Radio tagged beaver coming out of anesthesia in Utah. Photo by Utah Division of Wildlife Resources.

To see if relocated beavers stay where they’re put, veterinarians fit the tails of some with radio tags. Picking the right release location makes them less likely to stray. “Beavers need willows and slow-running streams with reliable water running year round,” DeBloois says. “The streams can’t dry up in the summer.”

Demand for beavers is high. Other federal and state agencies “are really excited about it but our folks are more aware of the possible conflicts,” DeBloois says. “The biggest hurdle is that you need to make sure beavers won’t cause a problem—you need to check the release site, and what’s upstream and downstream.”

Now DeBloois and his colleagues are looking at ways of enhancing and rehabilitating potential beaver habitat. Examples include replanting willows and adding structures that mimic beaver dams. Called beaver dam analogs, the latter consist of willow branches woven through posts that are driven into the streambed.

“If you move beavers cross country, they’re more vulnerable,” DeBloois says. “If we build the dams, are they more likely to stay?”

Sierra Nevada headwaters

Julie Fair, Director of California Headwaters Conservation for the nonprofit American Rivers, is thrilled at California’s change of heart on beavers. “It’s going to be awesome,” she says. “It’s a super fundamental change.”

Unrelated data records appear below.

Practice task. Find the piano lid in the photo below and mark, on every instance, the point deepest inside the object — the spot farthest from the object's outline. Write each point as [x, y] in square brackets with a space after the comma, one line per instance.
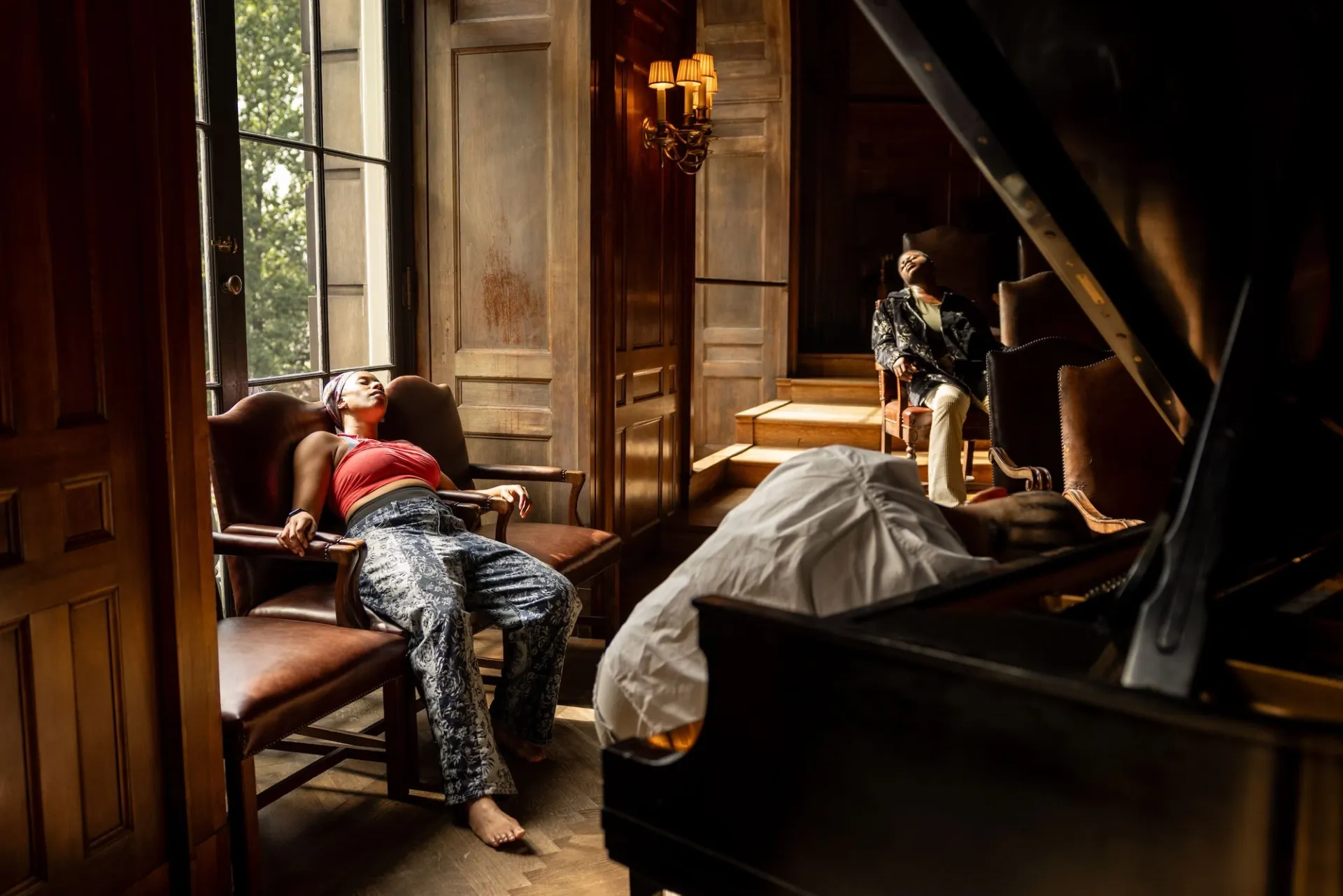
[1169, 160]
[1142, 147]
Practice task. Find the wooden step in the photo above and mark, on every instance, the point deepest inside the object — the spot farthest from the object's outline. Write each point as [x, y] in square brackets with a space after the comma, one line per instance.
[830, 390]
[751, 467]
[801, 425]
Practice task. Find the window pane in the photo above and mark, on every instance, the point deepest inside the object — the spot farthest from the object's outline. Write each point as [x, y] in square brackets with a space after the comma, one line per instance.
[306, 390]
[278, 259]
[207, 274]
[195, 55]
[274, 67]
[357, 281]
[353, 76]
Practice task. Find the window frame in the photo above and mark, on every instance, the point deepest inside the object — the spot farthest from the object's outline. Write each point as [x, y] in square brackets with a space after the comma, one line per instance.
[217, 121]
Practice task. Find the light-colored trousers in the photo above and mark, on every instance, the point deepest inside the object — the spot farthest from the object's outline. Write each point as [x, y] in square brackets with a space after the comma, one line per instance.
[946, 474]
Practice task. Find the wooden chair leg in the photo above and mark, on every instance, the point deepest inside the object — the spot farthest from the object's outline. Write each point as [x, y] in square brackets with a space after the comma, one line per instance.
[245, 834]
[614, 611]
[399, 735]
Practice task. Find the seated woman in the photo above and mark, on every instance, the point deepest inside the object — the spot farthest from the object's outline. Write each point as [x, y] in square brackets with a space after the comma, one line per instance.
[827, 531]
[426, 573]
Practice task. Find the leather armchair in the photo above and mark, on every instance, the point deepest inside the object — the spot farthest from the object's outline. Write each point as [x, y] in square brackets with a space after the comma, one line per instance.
[1024, 415]
[252, 468]
[912, 423]
[426, 414]
[1119, 455]
[1040, 306]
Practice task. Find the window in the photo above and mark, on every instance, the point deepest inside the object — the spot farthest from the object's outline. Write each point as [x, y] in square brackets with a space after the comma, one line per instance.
[299, 194]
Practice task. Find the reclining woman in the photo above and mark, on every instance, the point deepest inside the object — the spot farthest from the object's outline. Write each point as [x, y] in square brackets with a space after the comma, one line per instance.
[426, 573]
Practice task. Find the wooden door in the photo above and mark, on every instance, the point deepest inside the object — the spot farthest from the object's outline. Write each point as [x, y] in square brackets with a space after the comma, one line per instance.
[92, 799]
[504, 316]
[644, 214]
[741, 220]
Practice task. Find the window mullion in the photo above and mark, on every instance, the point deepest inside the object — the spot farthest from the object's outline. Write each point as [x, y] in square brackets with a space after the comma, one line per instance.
[226, 203]
[319, 137]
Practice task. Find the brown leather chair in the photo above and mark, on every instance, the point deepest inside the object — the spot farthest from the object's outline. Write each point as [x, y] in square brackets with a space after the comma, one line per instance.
[1029, 258]
[252, 462]
[912, 423]
[276, 678]
[1119, 455]
[1040, 306]
[965, 264]
[1024, 415]
[426, 414]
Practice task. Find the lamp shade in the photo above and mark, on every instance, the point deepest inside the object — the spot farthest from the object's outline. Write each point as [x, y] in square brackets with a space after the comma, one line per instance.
[661, 76]
[688, 76]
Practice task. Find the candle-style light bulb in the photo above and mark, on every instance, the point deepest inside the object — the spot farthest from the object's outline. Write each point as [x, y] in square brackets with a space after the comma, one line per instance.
[688, 77]
[661, 78]
[711, 86]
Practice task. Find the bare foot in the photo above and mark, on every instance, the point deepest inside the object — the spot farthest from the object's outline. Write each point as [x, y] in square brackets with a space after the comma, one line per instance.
[492, 824]
[524, 750]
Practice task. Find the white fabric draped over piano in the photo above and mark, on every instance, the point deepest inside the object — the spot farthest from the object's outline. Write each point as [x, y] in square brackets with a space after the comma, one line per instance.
[827, 531]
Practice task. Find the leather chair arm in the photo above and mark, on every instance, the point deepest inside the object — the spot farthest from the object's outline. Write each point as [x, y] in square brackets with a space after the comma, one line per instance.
[1037, 477]
[253, 539]
[480, 503]
[1097, 522]
[250, 539]
[523, 473]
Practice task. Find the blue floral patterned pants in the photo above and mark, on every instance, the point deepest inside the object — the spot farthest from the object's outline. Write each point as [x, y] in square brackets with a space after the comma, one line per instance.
[426, 573]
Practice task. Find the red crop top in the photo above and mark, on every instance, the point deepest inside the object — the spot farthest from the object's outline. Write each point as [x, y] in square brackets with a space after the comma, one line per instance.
[369, 464]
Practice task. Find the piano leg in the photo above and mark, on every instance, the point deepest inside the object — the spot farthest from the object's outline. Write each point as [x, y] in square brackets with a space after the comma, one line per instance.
[641, 886]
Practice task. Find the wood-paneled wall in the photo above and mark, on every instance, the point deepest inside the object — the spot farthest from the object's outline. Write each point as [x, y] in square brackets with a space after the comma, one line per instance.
[741, 218]
[874, 163]
[642, 213]
[502, 238]
[111, 751]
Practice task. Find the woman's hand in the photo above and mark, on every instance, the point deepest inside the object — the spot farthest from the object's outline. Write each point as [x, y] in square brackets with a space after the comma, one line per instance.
[513, 495]
[297, 532]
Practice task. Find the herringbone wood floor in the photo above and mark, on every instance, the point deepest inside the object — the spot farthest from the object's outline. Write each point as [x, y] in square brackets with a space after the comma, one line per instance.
[340, 833]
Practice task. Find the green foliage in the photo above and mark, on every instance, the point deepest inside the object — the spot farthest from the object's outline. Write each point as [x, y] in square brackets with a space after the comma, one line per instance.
[276, 183]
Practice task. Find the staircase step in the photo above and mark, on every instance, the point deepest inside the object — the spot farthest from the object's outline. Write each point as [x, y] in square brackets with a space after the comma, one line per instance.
[753, 465]
[802, 425]
[830, 390]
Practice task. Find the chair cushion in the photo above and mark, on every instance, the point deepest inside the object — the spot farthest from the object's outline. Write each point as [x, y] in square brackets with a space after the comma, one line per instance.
[277, 676]
[575, 551]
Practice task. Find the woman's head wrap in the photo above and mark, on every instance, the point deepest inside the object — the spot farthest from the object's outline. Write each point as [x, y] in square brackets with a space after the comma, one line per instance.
[332, 394]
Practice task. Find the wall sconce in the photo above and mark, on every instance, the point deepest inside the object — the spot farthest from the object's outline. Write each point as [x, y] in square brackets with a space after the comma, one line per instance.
[687, 145]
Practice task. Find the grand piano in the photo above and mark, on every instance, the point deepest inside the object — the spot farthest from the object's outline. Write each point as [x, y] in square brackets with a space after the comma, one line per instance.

Fair is helping to lead the charge to restore meadows in Sierra Nevada watersheds, which provide much of California’s drinking water in the form of snowmelt. Beavers could be key to this effort. About half of these high elevation meadows are degraded by historical grazing, roads, and stream channelization. Beaver dams slow stream flows and reconnect them with meadows.

This beaver dam in a Sierra Nevada meadow was presumably built by descendants of beavers reintroduced by the state in the 1900s. Photo by American Rivers.

Healthy meadows are a priority because they are biodiversity hotspots that attract an abundance of wildlife, and they serve as natural reservoirs. Meadows spread and slow snowmelt, soaking it up like sponges and releasing it gradually. Meadow restoration will likely become even more vital as the world warms, shrinking the snowpack and making it more critical to pace the release of snowmelt over the dry season.

“They’re a pretty important form of alternative water storage in the upper watershed,” Fair says.

Fair, like DeBloois, envisions installing beaver dam analogs (BDAs) before reintroducing beavers in some cases. Many streams in Sierra Nevada meadows are so deeply eroded, or incised, that the water runs too fast. “Incised channels are high energy,” she says. “The flow is concentrated and blows out beaver dams.”

Installing BDAs ahead of time will provide beavers a foothold in degraded habitats. “BDAs will give them something to build off of so they can make dams that last,” Fair says, adding that beavers also have the advantage of contributing “long term dam maintenance.”

Colorado River headwaters

Beavers could also be key to restoring meadows in headwaters of the Colorado River, which begins in the Rocky Mountains and is a major source of drinking water for Southern California. “They can help us recreate meadows faster than we can do it artificially,” says Felicia Marcus, a former California State Water Resources Control Board chair who is now a fellow at Stanford University’s Water in the West Program. “The more meadows the better.”

The Rocky Mountains have even more potential for meadow revitalization than the Sierra Nevada due to differences in terrain. “The Sierra are steep with small but important spots of meadows, while the Rockies have massive sweeps of meadows,” Marcus explains. “The scale for restoration is astonishing, it’s a huge opportunity to slow down and store water.”

“Beavers are the ultimate nature based solution,” she continues. “They do all the work—it’s free help.”